Berenson Lawyer Makes Concluding Remarks

Reuters -- 11 June 2001

by Jude Webber

LIMA, Peru - The lawyer for U.S. citizen Lori Berenson on Monday appealed to a civilian court conducting a retrial on terrorism charges to free her, saying she "has no blood on her hands" and there was no evidence of her guilt.

"My client is a woman whose dignity has been denied. She is a woman of enormous humanity and she does not have blood on her hands," Jose Sandoval, lawyer for the 31-year-old New Yorker, told the court in his final summing-up.

Berenson, who has already served more than five years in jail, faces charges of collaborating with the Marxist rebel group Tupac Amaru Revolutionary Movement (MRTA). Prosecutors have called for a sentence of at least 20 years.

Berenson admits she has leftist sympathies but says she is innocent of all charges against her. She has remained largely calm and impassive throughout the trial, which began in March.

"I ask for my client to be cleared of the charges for which there is no proof," Sandoval said.

Court President Marcos Ibazeta said the court would recess until June 20, when Berenson would have a final chance to speak in her own defense at 9:00 a.m. (10:00 p.m. EDT/1400 GMT).

He said the verdict would be delivered at 3:00 p.m. (4:00 p.m. EDT/2000 GMT) on the same day. Peruvians have scant sympathy for her, believing her poise to be a sign of insolence or guilt, and many expect her to be given a tough sentence.

"Our lawyer clearly showed that all the accusations are false," Berenson's father, Mark, said after the hearing.

"It's time for real justice to begin in Peru for her and for all Peruvians. I expect, in real justice, Lori will be freed on June 20 and will go home with me to celebrate Father's Day," he added. Father's Day is on June 17.

Berenson was jailed for life for treason in 1996 after a summary trial by a hooded military judge who declared her an MRTA leader.

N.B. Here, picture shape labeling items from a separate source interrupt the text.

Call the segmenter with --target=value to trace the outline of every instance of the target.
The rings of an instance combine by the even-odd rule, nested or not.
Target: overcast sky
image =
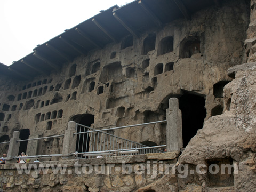
[[[0,62],[9,66],[100,10],[132,1],[0,0]]]

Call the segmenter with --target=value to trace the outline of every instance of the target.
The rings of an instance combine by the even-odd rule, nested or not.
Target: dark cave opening
[[[197,130],[203,128],[206,110],[203,97],[185,93],[179,98],[182,113],[183,147],[186,147]]]

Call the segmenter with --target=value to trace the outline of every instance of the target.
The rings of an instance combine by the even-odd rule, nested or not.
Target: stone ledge
[[[147,159],[172,160],[179,155],[179,152],[165,152],[146,154]]]
[[[127,155],[118,157],[106,157],[106,164],[121,164],[131,163],[136,162],[145,162],[146,161],[146,155]]]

That conviction was overturned last year and a new civilian trial on the lesser collaboration charges ordered.

Prosecutors say Berenson, who shared a house with MRTA leaders, posed as a journalist to help them plot an attack on Congress. The MRTA is best known for a 126-day hostage siege in the Japanese ambassador's residence in Lima in 1996-97.

Berenson, who studied social anthropology, says she did not know the true identities of her housemates and says she was researching pieces for two leftist U.S. journals although she had yet to have a piece published by the time of her arrest.